I’ve posted several times previously (most recently here) about the violent jihad in northern Mozambique. The article below reports on the continuing carnage in Cabo Delgado.

Many thanks to Gary Fouse for translating this article from the Portuguese daily Publico:

More than 9,000 people have fled from Palma due to attacks

Almost half of the dislocated who fled from the Mozambican locality in the last week are children. UN official describes “absolute horror”.

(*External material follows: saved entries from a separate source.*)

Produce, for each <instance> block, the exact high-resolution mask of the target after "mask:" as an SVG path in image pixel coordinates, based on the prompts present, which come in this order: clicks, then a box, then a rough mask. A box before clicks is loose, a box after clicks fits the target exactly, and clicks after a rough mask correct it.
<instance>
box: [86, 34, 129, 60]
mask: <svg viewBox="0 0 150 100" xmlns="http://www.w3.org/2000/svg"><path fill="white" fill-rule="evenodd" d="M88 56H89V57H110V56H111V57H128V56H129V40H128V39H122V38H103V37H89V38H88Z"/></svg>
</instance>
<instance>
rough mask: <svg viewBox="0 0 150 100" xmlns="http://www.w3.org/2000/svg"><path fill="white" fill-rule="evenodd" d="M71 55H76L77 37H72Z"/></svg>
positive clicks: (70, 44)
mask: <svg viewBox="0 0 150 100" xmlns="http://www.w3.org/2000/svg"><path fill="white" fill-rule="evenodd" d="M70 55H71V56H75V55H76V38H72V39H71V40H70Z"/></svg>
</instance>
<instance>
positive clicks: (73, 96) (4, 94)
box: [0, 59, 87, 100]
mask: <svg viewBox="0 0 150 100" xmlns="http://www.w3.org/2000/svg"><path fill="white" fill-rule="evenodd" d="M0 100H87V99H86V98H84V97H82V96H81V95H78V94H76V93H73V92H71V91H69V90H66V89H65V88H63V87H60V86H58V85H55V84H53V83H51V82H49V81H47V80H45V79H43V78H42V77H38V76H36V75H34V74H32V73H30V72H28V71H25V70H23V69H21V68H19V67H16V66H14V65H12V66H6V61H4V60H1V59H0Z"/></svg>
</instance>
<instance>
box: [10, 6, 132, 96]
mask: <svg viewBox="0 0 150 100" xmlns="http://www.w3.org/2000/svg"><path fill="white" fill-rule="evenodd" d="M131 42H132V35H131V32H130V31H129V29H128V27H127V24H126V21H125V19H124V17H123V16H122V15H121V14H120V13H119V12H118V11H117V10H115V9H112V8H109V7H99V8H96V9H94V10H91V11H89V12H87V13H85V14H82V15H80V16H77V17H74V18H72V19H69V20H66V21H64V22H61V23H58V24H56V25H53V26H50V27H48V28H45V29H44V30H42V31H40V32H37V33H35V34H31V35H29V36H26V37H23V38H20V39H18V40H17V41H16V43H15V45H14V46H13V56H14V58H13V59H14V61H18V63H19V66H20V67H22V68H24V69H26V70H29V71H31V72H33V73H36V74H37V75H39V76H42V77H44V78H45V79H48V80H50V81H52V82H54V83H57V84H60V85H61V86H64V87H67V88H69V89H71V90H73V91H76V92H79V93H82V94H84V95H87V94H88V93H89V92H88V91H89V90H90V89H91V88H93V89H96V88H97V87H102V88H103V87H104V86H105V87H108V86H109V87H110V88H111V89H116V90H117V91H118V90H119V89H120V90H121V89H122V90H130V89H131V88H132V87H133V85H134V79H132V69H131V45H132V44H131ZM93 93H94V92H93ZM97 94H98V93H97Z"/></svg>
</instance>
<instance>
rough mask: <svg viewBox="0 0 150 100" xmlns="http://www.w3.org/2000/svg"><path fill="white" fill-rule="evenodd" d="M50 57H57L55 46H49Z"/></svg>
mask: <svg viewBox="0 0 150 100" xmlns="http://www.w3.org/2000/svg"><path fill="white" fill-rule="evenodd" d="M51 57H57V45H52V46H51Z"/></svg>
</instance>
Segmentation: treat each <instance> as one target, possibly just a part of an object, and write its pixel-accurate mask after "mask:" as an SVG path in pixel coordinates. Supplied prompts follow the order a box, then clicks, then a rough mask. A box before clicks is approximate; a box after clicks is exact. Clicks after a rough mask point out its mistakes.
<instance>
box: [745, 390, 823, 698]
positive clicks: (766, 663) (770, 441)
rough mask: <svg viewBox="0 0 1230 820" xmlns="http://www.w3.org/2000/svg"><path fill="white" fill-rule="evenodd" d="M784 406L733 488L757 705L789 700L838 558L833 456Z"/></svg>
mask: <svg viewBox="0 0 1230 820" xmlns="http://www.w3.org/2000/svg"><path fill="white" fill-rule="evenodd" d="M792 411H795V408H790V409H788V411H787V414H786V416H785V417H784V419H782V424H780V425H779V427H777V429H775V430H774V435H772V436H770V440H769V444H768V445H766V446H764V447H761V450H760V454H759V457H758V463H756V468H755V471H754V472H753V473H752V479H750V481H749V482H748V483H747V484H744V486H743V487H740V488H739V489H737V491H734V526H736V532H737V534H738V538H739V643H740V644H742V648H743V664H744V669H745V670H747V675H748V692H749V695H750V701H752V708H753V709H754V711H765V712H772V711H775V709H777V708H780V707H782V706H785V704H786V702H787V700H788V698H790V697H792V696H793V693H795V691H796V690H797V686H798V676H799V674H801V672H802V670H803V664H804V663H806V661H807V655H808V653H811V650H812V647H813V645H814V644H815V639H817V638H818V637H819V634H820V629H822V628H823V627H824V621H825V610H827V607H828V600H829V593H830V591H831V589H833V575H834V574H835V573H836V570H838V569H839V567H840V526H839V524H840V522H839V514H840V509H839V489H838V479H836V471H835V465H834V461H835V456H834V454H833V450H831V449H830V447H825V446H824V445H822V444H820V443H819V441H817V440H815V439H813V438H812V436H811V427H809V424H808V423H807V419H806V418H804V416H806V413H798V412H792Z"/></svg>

[Photo caption: Arrival at Pemba of hundreds of dislocated from Palma]

April 2, 2021

More than 9,000 people have fled from the town of Palma, in the northern part of Mozambique, since the attack by jihadist groups on March 24, revealed the cabinet of the United Nations Office for Coordination of Humanitarian Affairs (OCHA).

“At least 9,158 people — 45% of whom are children — arrived in the districts of Nangade, Mueda, Montepuez, and Pemba, according to the latest update from the World Organization for Migration,” states OCHA, in a statement released this Friday.

Prior to the attack at Palma the terrorist attacks upon the populations in the north of Mozambique had already forced almost 670,000 people to flee, including among them 160,000 women and adolescents, 19,000 of whom are pregnant.

Of the people who fled from Palma, 67% managed to stay with families of reception who received the displaced people in their homes.

OCHA stresses that “the situation remains volatile and thousands of people are on the move searching for safety and assistance,” after the terrorist movement Daesh (ISIS) claimed control last Monday over Palma, next to the border with Tanzania.

In Pemba, the capital of the province of Cabo Delgado, a reception center was set up in the port and a triage center in the sports pavilion. Humanitarian workers are distributing food to the displaced people, setting up sanitary facilities, and referring people who need more urgent medical care.

On Tuesday, the spokesperson for OCHA, Jens Laerke, told the news agency Lusa that the situation in Palma is “an absolute horror inflicted against civilians by an armed, non-state group”. “They did horrible things and continue to do them,” said the official, stressing that the attacks will continue to make thousands of people flee.

OCHA says that there are thousands of people still walking through the bush in order to reach safe places, and that there are still an unknown number of displaced people at Quitunda, 15 kilometers south of Palma.